More specifically, Salesforce will acquire Tableau in an all-stock transaction -- which helps explain Salesforce's drop today -- in which each share of Tableau will be exchanged for 1.103 shares of Salesforce common stock. Based on Salesforce's three-day average close as of Friday (before today's modest drop), the deal represented an enterprise value for Tableau of roughly $15.7 billion net of cash. The exchange should also be tax free for Tableau shareholders, with the exception of cash paid for any fractional shares held.
In a press release this morning, Tableau argued that combining its platform with Salesforce's Einstein AI assistant will create "the most intelligent and intuitive analytics and visualization platform for every department and every user at any company."
"Salesforce's incredible success has always been based on anticipating the needs of our customers and providing them the solutions they need to grow their businesses," said Salesforce co-CEO Keith Block. "Data is the foundation of every digital transformation, and the addition of Tableau will accelerate our ability to deliver customer success by enabling a truly unified and powerful view across all of a customer's data."
Of course, the acquisition doesn't directly benefit Alteryx or Splunk. But each company will enjoy enviable momentum for its respective data-analytics platform -- with both of them adding hundreds of new enterprise customers in the first quarter of 2019 as more people recognize the previously untapped value they can glean from their data. So it's hardly surprising to see the market driving Alteryx and Splunk higher as investors drool over the prospect of an increase in merger and acquisition activity in the space.
As it stands, the acquisition still needs to pass regulatory muster and requires the majority approval of Tableau shareholders. The investor approval will be easier to achieve considering both the acquisition premium and the fact that Tableau founders Christian Chabot, Patrick Hanrahan, and Christopher Stolte have all indicated they'll tender their own shares in the exchange offer.
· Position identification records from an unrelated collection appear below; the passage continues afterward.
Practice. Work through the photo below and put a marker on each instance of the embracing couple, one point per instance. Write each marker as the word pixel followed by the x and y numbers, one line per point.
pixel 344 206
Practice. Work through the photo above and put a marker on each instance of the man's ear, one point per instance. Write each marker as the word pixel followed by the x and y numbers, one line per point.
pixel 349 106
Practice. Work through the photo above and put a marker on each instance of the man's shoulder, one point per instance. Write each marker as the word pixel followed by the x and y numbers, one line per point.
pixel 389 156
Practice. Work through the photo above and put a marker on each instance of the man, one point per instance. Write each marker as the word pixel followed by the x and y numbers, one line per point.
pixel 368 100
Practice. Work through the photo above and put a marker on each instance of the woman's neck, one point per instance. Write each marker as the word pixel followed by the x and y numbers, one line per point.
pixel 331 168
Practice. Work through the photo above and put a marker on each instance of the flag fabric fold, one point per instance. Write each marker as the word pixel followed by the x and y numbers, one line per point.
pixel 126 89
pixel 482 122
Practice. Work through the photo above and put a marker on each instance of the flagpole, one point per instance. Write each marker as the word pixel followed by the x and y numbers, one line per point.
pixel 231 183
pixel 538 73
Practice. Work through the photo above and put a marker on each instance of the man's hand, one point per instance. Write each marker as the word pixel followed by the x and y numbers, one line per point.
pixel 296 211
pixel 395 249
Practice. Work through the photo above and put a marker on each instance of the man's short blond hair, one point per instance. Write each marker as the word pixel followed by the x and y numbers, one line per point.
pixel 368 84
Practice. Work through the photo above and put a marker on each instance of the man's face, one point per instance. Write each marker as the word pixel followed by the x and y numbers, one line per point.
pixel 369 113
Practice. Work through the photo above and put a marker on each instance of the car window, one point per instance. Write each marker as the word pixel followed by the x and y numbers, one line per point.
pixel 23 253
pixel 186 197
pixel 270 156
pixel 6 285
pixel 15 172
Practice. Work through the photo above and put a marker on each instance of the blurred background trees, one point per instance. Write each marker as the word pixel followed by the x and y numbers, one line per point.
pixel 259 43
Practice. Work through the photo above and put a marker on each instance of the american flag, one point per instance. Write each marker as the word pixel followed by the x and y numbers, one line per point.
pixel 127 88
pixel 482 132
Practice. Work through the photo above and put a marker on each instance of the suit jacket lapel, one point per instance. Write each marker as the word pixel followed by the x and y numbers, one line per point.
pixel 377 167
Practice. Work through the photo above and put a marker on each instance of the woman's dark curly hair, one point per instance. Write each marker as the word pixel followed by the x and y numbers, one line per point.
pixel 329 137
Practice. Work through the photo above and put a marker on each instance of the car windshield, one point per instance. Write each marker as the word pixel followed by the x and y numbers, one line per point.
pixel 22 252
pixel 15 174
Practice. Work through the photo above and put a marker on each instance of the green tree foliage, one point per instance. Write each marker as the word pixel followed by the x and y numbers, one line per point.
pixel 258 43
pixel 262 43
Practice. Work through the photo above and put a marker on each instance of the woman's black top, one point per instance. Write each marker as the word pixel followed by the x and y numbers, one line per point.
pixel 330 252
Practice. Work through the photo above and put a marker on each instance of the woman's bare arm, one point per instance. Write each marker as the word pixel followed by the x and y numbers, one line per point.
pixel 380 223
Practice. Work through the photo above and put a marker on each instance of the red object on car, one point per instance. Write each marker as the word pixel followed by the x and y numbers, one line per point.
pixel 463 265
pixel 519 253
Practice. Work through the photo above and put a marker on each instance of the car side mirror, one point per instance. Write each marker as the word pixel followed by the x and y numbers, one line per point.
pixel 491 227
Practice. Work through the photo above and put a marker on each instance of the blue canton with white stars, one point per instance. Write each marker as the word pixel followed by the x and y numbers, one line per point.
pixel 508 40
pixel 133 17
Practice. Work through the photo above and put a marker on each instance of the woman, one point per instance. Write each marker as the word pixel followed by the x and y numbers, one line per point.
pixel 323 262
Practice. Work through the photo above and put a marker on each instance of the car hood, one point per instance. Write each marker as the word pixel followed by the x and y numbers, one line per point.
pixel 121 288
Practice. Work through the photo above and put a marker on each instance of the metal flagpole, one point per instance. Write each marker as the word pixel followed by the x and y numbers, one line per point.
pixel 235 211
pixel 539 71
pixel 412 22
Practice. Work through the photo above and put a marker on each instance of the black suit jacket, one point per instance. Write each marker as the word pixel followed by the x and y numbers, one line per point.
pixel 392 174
Assuming all goes as planned, Salesforce expects to close the purchase during its fiscal third quarter ending Oct. 31. With Tableau stock currently trading at only a slight discount to the agreed acquisition price based on Salesforce's current levels -- and unless Tableau investors would rather eventually become Salesforce shareholders -- I think they would do well to consider taking today's profits and putting them to work elsewhere.